На крючке
Шрифт:
И одевался Дьяков как человек не из этого мира. Стоило ему выйти из дома, как образовывалась толпа. За ним стаями ходили и дети, и даже взрослые шорцы. Было на что посмотреть и чему подивиться. Черно-желтые тяжелые горные ботинки, словно копыта мустанга из прерий, на толстом белом каучуке. Пестрые гетры от лодыжек и за колени, до невообразимо неприличных в тайге в то время, не помню уж, какого цвета, шортов. На шее что-то ползущее, пестрое — шарфик, косынка? В дополнение к этому — в разные цвета окрашенная куртка, по всему, холодная, на рыбьем меху, а Шория отнюдь не Европа и зимой отдает предпочтение тулупам. Тирольская шапочка с шишечкой, но совсем не кедровой, скорее звоночком эльфа или гнома. Убей меня, не наш человек. Чужак.

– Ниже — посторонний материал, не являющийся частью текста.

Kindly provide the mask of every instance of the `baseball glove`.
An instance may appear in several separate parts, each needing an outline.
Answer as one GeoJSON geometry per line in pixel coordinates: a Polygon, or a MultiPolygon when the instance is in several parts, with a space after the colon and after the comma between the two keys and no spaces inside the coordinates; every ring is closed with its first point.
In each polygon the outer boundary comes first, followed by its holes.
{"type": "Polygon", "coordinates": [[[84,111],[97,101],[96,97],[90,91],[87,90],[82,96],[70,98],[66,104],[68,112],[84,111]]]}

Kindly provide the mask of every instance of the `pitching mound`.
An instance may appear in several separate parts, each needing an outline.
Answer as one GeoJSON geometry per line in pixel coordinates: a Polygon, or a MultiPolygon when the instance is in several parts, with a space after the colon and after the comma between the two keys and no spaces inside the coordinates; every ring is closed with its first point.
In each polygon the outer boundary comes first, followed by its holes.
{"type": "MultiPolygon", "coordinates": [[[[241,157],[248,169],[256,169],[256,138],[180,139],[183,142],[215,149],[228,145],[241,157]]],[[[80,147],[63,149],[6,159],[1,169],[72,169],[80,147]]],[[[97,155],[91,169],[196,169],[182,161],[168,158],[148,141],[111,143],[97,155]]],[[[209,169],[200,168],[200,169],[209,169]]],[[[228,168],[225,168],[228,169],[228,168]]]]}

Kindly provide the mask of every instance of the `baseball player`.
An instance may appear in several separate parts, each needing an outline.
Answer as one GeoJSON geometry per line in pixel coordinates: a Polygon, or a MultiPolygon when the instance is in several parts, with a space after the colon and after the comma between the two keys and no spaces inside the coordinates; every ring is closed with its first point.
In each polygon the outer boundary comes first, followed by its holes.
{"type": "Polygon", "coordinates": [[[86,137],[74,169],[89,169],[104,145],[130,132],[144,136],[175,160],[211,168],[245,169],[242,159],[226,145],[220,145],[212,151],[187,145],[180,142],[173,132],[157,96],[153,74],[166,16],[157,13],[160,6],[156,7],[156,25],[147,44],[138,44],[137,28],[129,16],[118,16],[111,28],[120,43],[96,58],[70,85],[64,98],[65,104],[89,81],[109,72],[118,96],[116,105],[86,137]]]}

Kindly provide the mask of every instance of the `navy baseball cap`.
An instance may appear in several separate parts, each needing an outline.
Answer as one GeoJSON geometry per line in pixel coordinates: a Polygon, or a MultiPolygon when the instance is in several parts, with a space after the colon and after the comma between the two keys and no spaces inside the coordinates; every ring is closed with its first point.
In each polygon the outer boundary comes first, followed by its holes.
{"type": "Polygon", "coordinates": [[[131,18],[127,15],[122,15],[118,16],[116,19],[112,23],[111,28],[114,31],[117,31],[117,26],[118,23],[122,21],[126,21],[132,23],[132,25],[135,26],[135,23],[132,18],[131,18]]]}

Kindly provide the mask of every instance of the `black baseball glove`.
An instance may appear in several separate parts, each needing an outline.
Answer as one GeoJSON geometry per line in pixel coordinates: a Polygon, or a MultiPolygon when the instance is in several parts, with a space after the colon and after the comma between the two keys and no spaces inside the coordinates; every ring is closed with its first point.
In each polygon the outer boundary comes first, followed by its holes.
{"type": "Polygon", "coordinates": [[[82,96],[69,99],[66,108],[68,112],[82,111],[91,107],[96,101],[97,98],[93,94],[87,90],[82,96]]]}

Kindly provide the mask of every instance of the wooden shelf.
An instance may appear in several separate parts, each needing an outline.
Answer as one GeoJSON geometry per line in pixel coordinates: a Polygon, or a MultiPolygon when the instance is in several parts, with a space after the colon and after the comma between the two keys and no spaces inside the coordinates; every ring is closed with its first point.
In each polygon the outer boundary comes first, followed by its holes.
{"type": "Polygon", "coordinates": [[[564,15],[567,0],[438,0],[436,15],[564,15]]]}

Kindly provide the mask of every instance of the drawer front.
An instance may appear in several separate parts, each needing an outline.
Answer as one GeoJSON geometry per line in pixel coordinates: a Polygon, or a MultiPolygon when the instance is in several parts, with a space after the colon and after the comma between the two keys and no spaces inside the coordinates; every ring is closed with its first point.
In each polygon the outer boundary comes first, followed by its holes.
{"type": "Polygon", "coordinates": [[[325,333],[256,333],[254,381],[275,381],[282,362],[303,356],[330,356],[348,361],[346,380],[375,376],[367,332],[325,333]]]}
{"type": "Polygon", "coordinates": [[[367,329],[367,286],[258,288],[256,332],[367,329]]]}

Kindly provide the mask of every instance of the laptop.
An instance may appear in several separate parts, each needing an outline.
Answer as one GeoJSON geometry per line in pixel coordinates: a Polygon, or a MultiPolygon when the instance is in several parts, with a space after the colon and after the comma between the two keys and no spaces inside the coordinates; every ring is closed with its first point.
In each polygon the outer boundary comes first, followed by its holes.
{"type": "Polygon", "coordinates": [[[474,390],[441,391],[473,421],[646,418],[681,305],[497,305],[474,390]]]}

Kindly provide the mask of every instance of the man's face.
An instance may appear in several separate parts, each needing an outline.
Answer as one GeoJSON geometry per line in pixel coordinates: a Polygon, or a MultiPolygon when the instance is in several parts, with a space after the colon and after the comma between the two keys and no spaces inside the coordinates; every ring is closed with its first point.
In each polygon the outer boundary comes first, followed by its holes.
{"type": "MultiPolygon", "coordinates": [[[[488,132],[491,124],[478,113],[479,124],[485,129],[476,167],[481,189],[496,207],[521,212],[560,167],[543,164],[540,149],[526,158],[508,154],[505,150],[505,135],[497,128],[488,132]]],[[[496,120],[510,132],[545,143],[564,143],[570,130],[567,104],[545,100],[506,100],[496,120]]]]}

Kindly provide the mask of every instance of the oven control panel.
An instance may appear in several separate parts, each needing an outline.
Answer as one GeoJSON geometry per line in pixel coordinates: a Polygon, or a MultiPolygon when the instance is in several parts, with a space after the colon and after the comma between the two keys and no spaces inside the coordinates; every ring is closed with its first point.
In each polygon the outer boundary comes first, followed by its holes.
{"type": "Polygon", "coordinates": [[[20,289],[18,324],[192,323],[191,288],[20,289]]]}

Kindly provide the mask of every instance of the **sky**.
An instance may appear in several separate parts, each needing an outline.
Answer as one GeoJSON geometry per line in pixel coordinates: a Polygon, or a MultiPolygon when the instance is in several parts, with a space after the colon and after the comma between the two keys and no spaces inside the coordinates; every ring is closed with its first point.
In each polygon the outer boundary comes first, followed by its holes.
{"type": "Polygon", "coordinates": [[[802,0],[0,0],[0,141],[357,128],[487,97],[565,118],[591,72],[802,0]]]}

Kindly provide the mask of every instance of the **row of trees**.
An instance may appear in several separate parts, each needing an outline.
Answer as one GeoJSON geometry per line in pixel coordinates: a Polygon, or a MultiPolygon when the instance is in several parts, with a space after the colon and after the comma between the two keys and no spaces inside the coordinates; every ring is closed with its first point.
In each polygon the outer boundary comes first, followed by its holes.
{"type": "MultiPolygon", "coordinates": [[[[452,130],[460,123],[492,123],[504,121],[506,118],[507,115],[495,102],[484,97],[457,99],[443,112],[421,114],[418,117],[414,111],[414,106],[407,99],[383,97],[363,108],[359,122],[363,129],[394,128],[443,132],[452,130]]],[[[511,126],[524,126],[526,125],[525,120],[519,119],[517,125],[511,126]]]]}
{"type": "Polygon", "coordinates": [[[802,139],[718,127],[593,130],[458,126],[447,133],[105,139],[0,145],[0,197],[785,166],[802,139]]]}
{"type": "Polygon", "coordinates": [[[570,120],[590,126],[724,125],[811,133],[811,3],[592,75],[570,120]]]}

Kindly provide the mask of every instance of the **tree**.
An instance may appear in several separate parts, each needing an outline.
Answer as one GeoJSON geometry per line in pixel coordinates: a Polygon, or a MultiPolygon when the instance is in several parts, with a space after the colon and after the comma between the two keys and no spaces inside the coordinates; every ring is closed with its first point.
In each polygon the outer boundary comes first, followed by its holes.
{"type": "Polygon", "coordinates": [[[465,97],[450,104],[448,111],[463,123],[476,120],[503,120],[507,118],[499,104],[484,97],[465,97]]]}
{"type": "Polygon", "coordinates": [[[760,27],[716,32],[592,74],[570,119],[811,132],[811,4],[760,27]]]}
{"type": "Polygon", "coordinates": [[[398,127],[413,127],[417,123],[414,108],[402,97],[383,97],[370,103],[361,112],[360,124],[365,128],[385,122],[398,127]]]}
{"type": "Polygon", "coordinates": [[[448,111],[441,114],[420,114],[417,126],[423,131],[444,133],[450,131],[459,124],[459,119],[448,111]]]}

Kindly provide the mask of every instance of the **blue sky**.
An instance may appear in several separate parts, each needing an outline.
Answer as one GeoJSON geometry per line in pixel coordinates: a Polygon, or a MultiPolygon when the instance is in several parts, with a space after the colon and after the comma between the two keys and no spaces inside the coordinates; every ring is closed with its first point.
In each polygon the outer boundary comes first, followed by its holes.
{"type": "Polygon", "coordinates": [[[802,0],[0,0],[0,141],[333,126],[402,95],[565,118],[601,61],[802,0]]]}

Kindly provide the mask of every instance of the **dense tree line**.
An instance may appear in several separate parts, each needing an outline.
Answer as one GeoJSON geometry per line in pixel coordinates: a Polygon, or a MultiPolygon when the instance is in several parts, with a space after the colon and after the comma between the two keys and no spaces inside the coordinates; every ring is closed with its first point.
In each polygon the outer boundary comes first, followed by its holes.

Свое длительное пребывание в Шории после отсидки в лагере и реабилитации Анатолий Витальевич объяснял особенной здесь розой ветров, определяющей формирование и состояние погоды едва ли не всей нашей планеты. Не исключено, что так и было. Но, как я думаю сегодня, было и другое. Простое и человеческое. Шория и шорцы легли и запали ему в душу. Дьяковы довольно известный в России клан ученых, писателей с разнящимися судьбами и уклонами полных противоречий добра и зла эпохи. И ему, принявшему и познавшему Сибирь, хотя и горько, подневольно, не хотелось опять в тот клан и круг, из которого он был насильственно извлечен. Такова притягательная сила Сибири, а тем более Горной Шории.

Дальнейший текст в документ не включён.